In our MS analysis we detected monomethylation of H1.2K187 in vivo, but dimethylation of H1.2K187 might have escaped our MS analysis if it was below our current detection threshold. Both enzymes have been shown to dimethylate H3K9 and H1.4K26 both in vitro and in vivo[16, 24]. In line with this, our assays showed that G9a and Glp1 methylate unmodified and monomethylated K187 peptides, demonstrating dimethylation activity.
To date, the only characterised modification of the H1 C-terminus is phosphorylation. The C-terminal tail of H1 can be highly phosphorylated  on several serine and threonine residues. This phosphorylation is mainly catalysed by cdk type kinases [26, 27], and is highly cell cycle-dependent, reaching maximum levels in G2/M phase. Interestingly, in contrast to phosphorylation, H1.2K187 methylation levels remain steady throughout the cell cycle, suggesting that only H1 C-terminal phosphorylation, but not H1.2K187 methylation, has a global role in mitotic chromosome condensation . In a recent MS analysis [3, 4, 18, 29] a phosphorylation site, S188, was mapped next to K187 in H1.4 but not H1.2. Although it is tempting to speculate that S188 phosphorylation might block K187 methylation in H1.4, there are strong arguments against this. First, the C-terminus of recombinant, unphosphorylated H1.4 is not (or only very weakly) methylated by G9a/Glp1 and second, only the neighbouring phosphorylation is cell cycle-dependent.

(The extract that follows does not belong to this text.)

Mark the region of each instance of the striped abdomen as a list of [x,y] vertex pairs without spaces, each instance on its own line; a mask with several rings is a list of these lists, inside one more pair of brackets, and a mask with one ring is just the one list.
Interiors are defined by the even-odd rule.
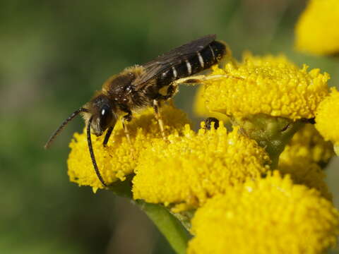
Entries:
[[196,52],[171,68],[161,73],[157,78],[159,88],[170,85],[172,81],[198,73],[217,64],[226,54],[226,46],[213,41],[207,47]]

Whether H1 variants have specific functions is a matter of an ongoing debate [3, 4, 29]; however, there are several lines of evidence pointing towards specific functions. Fluorescence recovery after photobleaching experiments showed that different H1 variants span a broad range of recovery times, owing to significant differences in their binding affinity to chromatin [3, 4, 29]. The recovery time depends on the length of the C-terminal tail, on the density of positively charged amino acids, and on the number and distribution of phosphorylation sites within it. H1.2 has one of the shortest tails and the fastest recovery time, whereas H1.4 shows higher affinity for chromatin with longer residence times . Recently, differences in the binding affinities of mammalian H1 variants have also been shown both in vitro and in vivo. Additionally, a preferential location of H1 variants to different genomic regions was described . Both the differences in the dynamics and the reported variations in global nuclear distribution patterns suggest that H1 variants such as H1.2 and H1.4 (the major H1 variants in many somatic cells) could have specific functions. This is supported by our findings that different methylation sites targeted by the same enzymes on distinct H1 variants have specific readouts.

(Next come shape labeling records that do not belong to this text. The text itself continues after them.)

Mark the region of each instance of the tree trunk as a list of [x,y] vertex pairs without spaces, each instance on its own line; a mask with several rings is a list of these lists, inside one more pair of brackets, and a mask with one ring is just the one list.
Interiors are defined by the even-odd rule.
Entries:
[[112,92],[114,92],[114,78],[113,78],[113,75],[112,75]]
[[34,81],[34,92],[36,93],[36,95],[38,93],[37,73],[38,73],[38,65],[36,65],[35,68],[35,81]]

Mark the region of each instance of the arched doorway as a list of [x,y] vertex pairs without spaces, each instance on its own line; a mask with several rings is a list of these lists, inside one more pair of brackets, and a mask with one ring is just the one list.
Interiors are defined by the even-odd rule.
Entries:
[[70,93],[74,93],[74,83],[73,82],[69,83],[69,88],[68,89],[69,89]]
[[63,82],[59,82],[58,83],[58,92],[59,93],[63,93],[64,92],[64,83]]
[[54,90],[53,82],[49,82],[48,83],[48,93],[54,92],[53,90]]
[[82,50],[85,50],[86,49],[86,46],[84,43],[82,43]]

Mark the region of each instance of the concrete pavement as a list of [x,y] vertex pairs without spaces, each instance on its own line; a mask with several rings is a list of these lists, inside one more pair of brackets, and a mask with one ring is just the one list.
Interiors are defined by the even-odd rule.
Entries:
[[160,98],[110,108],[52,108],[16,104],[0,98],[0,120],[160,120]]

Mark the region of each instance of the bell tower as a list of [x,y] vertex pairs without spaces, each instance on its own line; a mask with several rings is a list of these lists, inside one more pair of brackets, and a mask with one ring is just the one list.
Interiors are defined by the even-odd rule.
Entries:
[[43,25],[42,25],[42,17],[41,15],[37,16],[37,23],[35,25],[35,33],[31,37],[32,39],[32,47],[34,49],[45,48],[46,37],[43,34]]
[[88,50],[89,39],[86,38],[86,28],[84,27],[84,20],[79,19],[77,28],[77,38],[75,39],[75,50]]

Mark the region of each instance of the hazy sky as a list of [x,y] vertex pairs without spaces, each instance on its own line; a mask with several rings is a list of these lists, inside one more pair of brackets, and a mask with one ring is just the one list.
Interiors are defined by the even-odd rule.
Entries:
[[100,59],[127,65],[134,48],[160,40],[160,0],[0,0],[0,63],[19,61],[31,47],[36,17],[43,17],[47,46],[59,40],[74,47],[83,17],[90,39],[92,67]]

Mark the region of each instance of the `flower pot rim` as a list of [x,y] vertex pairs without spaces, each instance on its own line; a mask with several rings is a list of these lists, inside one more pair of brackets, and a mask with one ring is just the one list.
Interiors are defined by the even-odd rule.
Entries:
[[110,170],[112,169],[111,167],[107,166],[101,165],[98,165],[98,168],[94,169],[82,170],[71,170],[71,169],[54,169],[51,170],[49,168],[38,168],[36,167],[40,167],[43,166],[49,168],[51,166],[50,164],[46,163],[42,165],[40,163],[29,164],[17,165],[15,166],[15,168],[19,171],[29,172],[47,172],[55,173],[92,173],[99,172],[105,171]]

In addition to G9a/Glp1, H1.4K26 can be methylated by Ezh2 as part of the polycomb repressive complex 2 (PRC2) ; however, the relative in vivo contribution of these enzymes is currently unclear. Inhibition of G9a and Glp1 results in a strong decrease in H1.4K26 methylation , suggesting that G9a/Glp1 might be the main enzymes catalysing this modification. This is in line with our knockdown experiments showing that reduced levels of G9a and Glp1 drastically affect H1.4K26me (see Additional file 2).

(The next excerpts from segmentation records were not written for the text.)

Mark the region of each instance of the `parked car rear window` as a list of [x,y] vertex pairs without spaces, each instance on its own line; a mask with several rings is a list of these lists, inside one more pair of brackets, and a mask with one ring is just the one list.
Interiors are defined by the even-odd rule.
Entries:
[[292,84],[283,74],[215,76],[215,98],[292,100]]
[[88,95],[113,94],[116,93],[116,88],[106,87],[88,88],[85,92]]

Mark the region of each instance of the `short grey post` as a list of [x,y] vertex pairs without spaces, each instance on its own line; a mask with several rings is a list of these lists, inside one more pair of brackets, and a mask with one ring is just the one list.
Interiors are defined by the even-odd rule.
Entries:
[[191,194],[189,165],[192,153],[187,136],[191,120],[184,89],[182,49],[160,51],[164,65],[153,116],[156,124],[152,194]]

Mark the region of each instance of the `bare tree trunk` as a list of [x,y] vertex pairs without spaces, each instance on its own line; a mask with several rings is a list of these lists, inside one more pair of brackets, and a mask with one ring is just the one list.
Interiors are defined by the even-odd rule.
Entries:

Pinpointing a cellular phenotype to histone modifications in mammals is not straightforward, because amino acid substitutions cannot be applied by genetic approaches and also because the enzymes catalyzing modifications often modify multiple proteins. The phenotype of the G9a/Glp1 knockout is embryonically lethal ; however, it is unclear whether this is due to changes in the histone modifications or in other G9a/Glp1 targets . In an attempt to investigate the cellular function of H1.2K187, we made stable cell lines expressing tagged wild-type H1.2K187 and a H1.2K187R mutant that cannot be methylated. Because depletion of H1.2 has been shown to result in cell-cycle arrest in G1 phase , we checked particularly for possible effects on the cell cycle; however, we did not detect any major effect on the cells or on cell-cycle progression, which is in line with H1.2K187 methylation levels remaining rather steady throughout the cell cycle.
Interestingly, H1.4K26 methylation by G9a has been shown to increase the residence time of H1.4 on chromatin , whereas the more 'dynamic' H1.2 is not methylated by G9a at this site. Because both G9a and Glp1 are important for H3K9 methylation and silencing of euchromatic genes [14, 24], and because H1.2 has been found to be enriched in euchromatic regions [7, 8], we speculate that H1.2K187 methylation might have a role in gene silencing in these regions. By contrast, H1.4 has been found to be enriched in heterochromatic regions , and methylated H1.4K26 but not H1.2K187 can be specifically bound by HP1 , a main component of heterochromatin. This might argue for a role of H1.4K26 methylation in transcriptional repression in heterochromatin. It will be interesting in the future to determine the biological functions and the localisation patterns of the H1 variants and their corresponding modifications at a genome-wide level. To date, in spite of many attempts and different approaches, we have been unable to raise a satisfactory antibody with unique specificity for methylated H1.2K187 that could be used in in vivo experiments.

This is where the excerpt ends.